Joe was out in a few days and the boys didn’t come again.
‘A short lived miracle but a miracle all the same’ he thought but, the day after he got home, the first lad, Wayne, and his mate Leo knocked on the door and offered to go to the shop for him. Joe had no money to give them as he’d never got to the machine. What to do? If he gave them his card and his pin number they could empty his account and he might never see them again.
“I could really do with some bread and milk and that but I’ve no money in’t house” “That’s alright Mr Harris,” Wayne looked embarrassed. “I’ve just picked up me benefit. Yer can pay me back when yer getting about again”. “How did yer know my name?” It had never occurred to Joe that he was anything but an anonymous old man to them.
“Me grandma used to know yer when she was about seventeen.

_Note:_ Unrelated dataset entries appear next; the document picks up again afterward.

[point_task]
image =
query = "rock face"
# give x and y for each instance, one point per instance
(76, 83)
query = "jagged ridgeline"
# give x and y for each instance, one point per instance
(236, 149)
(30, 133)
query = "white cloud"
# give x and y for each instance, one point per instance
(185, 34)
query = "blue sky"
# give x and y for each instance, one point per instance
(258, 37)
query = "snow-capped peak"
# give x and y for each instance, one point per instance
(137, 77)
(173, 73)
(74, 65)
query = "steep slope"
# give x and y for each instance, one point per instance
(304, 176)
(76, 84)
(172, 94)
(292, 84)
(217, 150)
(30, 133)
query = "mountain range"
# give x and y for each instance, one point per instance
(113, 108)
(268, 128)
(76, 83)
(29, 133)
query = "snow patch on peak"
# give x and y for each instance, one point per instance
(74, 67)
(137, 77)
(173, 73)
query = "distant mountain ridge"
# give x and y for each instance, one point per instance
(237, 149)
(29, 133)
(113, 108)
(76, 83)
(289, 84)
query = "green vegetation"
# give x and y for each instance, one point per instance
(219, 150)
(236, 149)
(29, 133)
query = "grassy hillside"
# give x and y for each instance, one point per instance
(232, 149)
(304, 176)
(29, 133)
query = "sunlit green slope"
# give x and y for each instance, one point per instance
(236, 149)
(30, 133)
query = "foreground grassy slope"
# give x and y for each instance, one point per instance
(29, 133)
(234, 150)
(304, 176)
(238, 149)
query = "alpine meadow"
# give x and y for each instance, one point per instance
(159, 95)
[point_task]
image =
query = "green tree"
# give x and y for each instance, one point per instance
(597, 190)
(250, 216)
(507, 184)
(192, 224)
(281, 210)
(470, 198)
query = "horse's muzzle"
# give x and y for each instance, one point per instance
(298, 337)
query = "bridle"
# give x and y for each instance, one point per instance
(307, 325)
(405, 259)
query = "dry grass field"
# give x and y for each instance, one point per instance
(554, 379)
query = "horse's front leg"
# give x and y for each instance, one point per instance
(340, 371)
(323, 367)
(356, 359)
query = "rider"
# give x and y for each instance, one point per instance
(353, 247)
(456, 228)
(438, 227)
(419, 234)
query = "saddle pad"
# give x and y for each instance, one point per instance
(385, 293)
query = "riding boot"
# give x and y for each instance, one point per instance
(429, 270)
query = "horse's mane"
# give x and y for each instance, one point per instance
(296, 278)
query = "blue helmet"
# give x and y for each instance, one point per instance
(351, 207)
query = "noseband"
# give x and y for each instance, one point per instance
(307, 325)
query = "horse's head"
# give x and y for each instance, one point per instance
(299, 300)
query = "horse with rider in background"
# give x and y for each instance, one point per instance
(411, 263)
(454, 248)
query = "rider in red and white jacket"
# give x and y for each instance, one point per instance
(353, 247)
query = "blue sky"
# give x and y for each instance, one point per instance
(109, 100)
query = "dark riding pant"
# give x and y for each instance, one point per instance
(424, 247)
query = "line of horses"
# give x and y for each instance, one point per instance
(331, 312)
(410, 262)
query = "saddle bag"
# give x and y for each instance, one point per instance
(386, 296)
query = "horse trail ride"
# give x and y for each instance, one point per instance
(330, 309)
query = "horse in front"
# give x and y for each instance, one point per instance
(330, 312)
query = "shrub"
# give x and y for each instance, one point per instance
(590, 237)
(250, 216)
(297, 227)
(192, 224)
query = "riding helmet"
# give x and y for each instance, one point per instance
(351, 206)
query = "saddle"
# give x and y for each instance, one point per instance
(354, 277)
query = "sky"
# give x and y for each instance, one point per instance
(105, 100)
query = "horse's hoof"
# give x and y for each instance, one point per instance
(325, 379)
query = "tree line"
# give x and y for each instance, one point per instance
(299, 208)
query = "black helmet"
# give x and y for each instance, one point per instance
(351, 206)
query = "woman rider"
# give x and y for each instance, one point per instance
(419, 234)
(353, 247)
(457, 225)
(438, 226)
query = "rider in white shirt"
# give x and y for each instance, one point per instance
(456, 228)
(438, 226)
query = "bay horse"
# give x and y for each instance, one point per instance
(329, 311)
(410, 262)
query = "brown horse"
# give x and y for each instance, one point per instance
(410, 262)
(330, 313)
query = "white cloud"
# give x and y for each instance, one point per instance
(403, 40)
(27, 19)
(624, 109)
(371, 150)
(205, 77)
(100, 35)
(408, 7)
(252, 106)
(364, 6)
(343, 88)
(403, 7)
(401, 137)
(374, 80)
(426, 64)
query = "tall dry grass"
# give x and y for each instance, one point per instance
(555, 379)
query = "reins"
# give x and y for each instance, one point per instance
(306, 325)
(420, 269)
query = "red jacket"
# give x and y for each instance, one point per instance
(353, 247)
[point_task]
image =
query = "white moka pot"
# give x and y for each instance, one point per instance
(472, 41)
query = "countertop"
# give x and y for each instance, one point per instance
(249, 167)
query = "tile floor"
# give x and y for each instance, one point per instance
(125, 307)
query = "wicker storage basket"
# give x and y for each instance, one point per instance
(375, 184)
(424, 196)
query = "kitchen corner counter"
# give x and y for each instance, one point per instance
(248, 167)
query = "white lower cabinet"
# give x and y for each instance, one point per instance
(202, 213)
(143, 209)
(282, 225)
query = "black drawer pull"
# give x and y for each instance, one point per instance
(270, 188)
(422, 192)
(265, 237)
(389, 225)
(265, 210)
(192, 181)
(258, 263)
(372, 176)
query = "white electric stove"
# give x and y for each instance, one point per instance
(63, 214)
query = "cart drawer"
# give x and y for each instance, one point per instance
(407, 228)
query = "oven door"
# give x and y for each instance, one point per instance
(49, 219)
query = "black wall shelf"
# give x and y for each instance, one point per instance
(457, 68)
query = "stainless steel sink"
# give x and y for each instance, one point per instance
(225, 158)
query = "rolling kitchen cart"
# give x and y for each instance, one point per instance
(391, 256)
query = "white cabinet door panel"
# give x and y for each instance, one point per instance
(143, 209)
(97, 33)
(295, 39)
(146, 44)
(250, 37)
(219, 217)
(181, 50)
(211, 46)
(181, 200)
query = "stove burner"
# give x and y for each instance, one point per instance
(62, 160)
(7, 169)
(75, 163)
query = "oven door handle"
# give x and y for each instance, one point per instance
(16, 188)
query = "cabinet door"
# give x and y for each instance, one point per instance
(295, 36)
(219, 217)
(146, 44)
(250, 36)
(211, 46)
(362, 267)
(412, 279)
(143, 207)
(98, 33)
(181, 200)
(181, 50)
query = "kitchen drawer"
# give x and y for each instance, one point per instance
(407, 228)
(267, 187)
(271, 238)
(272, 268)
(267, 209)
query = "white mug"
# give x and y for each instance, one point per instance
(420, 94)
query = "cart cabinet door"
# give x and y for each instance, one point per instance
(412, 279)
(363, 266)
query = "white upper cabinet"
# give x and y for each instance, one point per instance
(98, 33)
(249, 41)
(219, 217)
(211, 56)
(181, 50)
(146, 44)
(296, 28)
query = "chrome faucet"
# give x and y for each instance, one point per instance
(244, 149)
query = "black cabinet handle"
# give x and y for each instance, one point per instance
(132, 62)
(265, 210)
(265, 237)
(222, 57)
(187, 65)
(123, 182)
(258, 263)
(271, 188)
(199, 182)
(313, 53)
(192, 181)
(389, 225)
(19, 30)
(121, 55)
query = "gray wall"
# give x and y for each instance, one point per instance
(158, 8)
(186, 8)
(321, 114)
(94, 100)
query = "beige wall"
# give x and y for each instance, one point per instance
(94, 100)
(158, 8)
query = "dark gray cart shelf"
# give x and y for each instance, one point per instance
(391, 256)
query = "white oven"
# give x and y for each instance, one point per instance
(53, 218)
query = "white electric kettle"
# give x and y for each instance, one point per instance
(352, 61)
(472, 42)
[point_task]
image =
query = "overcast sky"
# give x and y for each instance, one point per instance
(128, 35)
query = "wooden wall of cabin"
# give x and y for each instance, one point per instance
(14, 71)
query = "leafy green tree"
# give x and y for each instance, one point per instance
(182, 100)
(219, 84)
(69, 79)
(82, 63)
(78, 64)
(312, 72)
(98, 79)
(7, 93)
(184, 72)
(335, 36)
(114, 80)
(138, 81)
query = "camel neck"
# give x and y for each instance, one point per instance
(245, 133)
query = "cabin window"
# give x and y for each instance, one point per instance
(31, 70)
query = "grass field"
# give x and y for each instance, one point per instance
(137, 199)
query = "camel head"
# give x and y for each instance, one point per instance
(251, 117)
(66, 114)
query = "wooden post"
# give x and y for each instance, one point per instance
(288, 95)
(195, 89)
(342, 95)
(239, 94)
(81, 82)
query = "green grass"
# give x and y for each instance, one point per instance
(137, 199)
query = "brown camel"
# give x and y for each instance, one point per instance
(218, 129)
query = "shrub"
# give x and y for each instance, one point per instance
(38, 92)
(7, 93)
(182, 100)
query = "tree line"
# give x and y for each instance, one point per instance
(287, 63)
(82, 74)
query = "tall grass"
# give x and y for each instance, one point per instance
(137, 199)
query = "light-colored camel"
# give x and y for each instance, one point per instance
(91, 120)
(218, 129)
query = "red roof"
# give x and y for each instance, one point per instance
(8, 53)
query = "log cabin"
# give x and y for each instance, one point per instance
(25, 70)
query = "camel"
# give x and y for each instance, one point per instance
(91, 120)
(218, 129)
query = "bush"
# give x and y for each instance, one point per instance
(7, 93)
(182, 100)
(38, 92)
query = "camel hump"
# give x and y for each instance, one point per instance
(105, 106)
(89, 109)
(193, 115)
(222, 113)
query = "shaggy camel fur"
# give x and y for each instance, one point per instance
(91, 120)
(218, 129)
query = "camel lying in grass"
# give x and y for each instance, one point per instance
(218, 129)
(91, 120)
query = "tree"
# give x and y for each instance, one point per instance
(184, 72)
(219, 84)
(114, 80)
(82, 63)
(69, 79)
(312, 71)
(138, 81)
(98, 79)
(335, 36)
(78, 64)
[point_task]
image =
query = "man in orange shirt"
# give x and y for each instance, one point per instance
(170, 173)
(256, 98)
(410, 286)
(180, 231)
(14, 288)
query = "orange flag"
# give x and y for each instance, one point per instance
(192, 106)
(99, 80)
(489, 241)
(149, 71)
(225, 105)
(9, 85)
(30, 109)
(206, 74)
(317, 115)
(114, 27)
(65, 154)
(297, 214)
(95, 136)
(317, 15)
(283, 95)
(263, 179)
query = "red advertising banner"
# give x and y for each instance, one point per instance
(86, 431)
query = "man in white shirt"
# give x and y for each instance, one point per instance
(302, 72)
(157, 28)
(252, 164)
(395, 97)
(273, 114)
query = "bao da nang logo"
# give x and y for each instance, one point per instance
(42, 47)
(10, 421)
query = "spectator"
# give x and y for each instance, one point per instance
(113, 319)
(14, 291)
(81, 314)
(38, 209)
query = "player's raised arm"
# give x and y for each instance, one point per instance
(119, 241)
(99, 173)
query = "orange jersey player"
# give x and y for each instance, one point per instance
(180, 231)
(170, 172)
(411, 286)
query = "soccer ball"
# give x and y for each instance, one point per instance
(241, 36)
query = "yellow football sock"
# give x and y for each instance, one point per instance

Jean Miller she was then.” Wayne sniggered. “She said you was a bit of a lad!”
When they’d gone off with the shopping list Joe left the door on the latch and sat down, with his foot propped on a stool, thinking wistfully of being seventeen. The adults were always hassling him and his pals for hanging about in the street but, too young for the pub and too hard up for the coffee bars in town, it was the only place to meet up with girls... girls like that flighty Jean Miller!
Joe sighed and thought about the passage of time and how hard it was to be old. Well at least I’ve got me grandsons, he told himself.